もう一回。言い終わらない内に再び唇が重なって、今度はちゅ、と愛らしい音を立ててゆっくりと離れる。何の抵抗もしない名前に気を良くしたのか、二度、三度、五条がその小さな口に口付ける。


「抵抗しないじゃん」
「無駄だなって思って」
「さすがよくわかってる」
「…おやすみ」
「ん、おやすみー」


そもそも同意してないんだってば、と反論するのもやめて、名前がそっと五条の胸を押す。
離れた身体が途端に寒くて、恋しいなんて思ってしまいそうな浅はかな思考に蓋をする。


夏油が死んだ。
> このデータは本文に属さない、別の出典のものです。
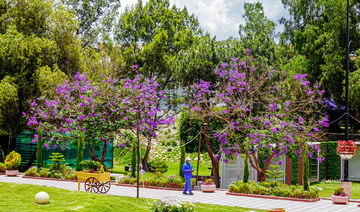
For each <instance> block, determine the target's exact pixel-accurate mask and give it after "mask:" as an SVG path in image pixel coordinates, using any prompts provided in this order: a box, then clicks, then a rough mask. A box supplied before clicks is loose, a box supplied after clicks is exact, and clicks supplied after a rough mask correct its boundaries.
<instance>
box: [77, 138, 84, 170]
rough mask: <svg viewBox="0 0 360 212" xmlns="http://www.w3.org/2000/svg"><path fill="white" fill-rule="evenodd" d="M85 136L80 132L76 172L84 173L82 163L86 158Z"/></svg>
mask: <svg viewBox="0 0 360 212" xmlns="http://www.w3.org/2000/svg"><path fill="white" fill-rule="evenodd" d="M84 139H85V138H84V134H83V133H81V132H80V136H79V138H78V152H77V153H78V154H77V157H76V171H82V169H83V167H82V164H81V162H82V161H83V158H84V145H85V141H84Z"/></svg>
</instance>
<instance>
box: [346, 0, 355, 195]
mask: <svg viewBox="0 0 360 212" xmlns="http://www.w3.org/2000/svg"><path fill="white" fill-rule="evenodd" d="M351 43H352V41H349V0H347V5H346V77H345V141H346V142H348V141H349V59H350V60H355V59H356V54H355V52H354V51H352V52H351V54H349V52H350V51H349V50H350V44H351ZM343 159H344V180H343V181H344V182H348V181H349V158H347V157H344V158H343ZM345 193H346V192H345ZM350 197H351V184H350Z"/></svg>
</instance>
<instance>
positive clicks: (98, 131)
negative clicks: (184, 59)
mask: <svg viewBox="0 0 360 212" xmlns="http://www.w3.org/2000/svg"><path fill="white" fill-rule="evenodd" d="M134 68H136V67H134ZM101 77H102V79H101V80H100V81H98V82H93V81H90V80H89V79H88V77H87V75H86V74H80V73H78V74H76V75H75V76H74V81H72V82H67V81H65V82H64V83H63V84H62V85H59V86H58V88H57V90H56V95H54V96H52V97H45V96H42V97H40V98H37V99H35V100H33V101H32V102H31V103H30V106H31V107H30V112H29V113H28V115H27V117H28V126H29V127H30V128H33V129H35V130H37V129H38V126H41V128H42V130H43V131H44V132H46V135H47V140H46V142H45V144H44V145H45V147H46V148H48V149H49V148H55V149H56V148H61V150H65V148H69V146H70V145H72V144H74V143H76V142H77V141H78V140H79V139H81V138H84V141H85V145H86V146H87V147H88V148H89V150H90V155H91V158H92V160H95V161H99V162H101V163H104V158H105V155H106V149H107V146H108V144H109V142H111V140H113V139H114V138H115V137H116V136H117V135H122V134H121V132H120V130H121V129H132V130H134V129H135V131H138V132H141V134H142V135H144V136H146V137H155V136H156V134H155V131H156V130H157V128H158V126H159V125H162V124H168V123H173V122H174V121H173V119H172V118H170V119H167V120H162V119H160V120H159V119H156V118H155V117H156V116H157V115H158V114H159V113H161V109H160V108H158V107H156V105H159V104H157V103H158V102H159V101H161V100H162V99H164V98H166V96H165V95H164V93H163V91H160V92H157V91H156V90H157V88H158V86H159V85H158V84H157V83H156V82H155V81H152V80H151V81H149V82H142V81H141V78H140V76H138V75H137V76H136V77H135V78H134V79H133V80H132V79H128V78H127V79H124V80H121V79H113V78H112V77H106V76H104V75H102V76H101ZM24 115H26V114H24ZM84 135H85V136H84ZM37 137H38V135H35V136H34V138H35V139H34V140H33V142H36V141H37ZM99 146H102V147H103V151H102V154H101V156H100V157H96V156H95V154H94V148H97V147H99Z"/></svg>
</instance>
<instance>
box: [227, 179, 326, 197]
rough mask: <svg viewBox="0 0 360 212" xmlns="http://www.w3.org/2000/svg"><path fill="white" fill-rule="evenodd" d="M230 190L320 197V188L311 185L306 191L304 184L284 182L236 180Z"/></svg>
mask: <svg viewBox="0 0 360 212" xmlns="http://www.w3.org/2000/svg"><path fill="white" fill-rule="evenodd" d="M229 192H234V193H246V194H260V195H270V196H278V197H295V198H302V199H312V198H318V197H319V190H318V189H317V188H316V187H310V188H309V190H308V191H305V190H304V188H303V187H302V186H297V185H291V186H289V185H285V184H282V183H277V184H275V183H267V182H262V183H258V184H256V183H255V182H254V181H249V182H248V183H244V182H242V181H235V182H234V183H233V184H231V185H230V186H229Z"/></svg>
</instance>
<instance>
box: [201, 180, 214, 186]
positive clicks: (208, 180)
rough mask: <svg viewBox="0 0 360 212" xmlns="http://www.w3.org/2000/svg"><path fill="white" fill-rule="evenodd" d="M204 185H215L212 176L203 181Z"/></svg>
mask: <svg viewBox="0 0 360 212" xmlns="http://www.w3.org/2000/svg"><path fill="white" fill-rule="evenodd" d="M203 185H215V183H214V182H213V180H212V179H211V178H209V179H205V182H203Z"/></svg>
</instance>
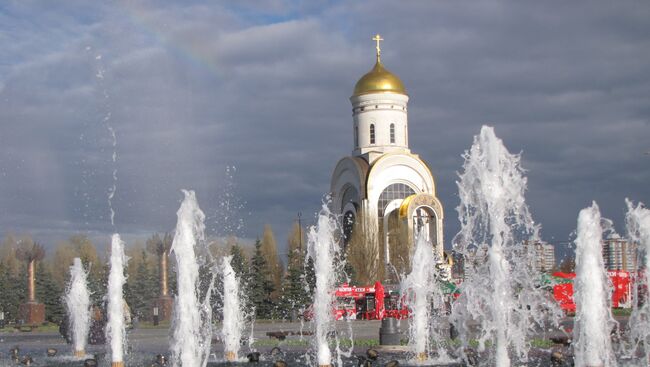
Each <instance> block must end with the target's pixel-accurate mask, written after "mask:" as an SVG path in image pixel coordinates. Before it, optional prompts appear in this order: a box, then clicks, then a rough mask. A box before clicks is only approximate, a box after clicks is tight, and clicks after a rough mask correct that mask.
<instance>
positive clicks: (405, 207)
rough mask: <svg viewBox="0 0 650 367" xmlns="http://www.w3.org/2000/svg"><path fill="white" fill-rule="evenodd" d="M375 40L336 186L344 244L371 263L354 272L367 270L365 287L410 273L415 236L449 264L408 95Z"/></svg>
mask: <svg viewBox="0 0 650 367" xmlns="http://www.w3.org/2000/svg"><path fill="white" fill-rule="evenodd" d="M373 40H375V41H376V42H377V47H376V49H377V57H376V63H375V66H374V67H373V68H372V70H370V72H368V73H366V74H365V75H364V76H362V77H361V79H359V81H358V82H357V83H356V85H355V87H354V92H353V95H352V97H350V102H351V103H352V134H353V150H352V154H351V155H350V156H347V157H344V158H342V159H341V160H339V162H338V163H337V165H336V168H335V169H334V172H333V174H332V180H331V195H332V207H333V211H334V212H335V213H337V214H340V215H341V218H342V232H343V240H344V243H345V246H355V247H356V248H354V249H350V250H352V251H356V256H362V257H363V258H365V259H364V263H363V264H353V266H355V267H359V266H361V267H364V266H365V267H366V268H368V269H367V270H365V273H368V274H364V276H365V277H366V278H367V279H364V280H366V281H374V280H386V279H396V278H395V275H396V274H401V273H404V272H406V271H408V270H409V269H410V257H411V254H412V251H413V249H414V241H415V238H416V233H421V234H422V235H423V236H425V237H426V239H427V240H428V241H429V242H430V243H431V244H432V245H433V248H434V251H435V252H436V253H437V256H439V259H442V258H443V208H442V204H441V202H440V200H439V199H438V198H437V197H436V186H435V180H434V178H433V175H432V174H431V170H430V169H429V167H428V165H427V164H426V162H424V161H423V160H422V159H421V158H420V157H419V156H418V155H417V154H414V153H413V152H411V150H410V149H409V139H408V136H409V124H408V100H409V97H408V95H407V93H406V89H405V87H404V84H403V83H402V81H401V80H400V79H399V78H398V77H397V76H396V75H395V74H393V73H391V72H390V71H388V70H387V69H386V68H385V67H384V65H383V64H382V62H381V57H380V56H381V49H380V48H379V41H381V40H382V39H381V38H380V36H379V35H377V36H375V38H373ZM357 261H358V260H357ZM373 268H374V270H373ZM362 271H363V270H362ZM372 278H374V279H372Z"/></svg>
だからその傷を、大人のやり方で舐め合っただけ。とにかく疲れたし、妙に冴えたままの頭は実際の所はまだ眠れそうにない。だけどあのまま抱き締められていたら、何もかも流されてしまいそうだった。
名前は軽く頭を振って、ベッドのある医務室へ急いだのだった。



「…あ、やばい吸い殻忘れた」



ただただ本当に、長い1日だった。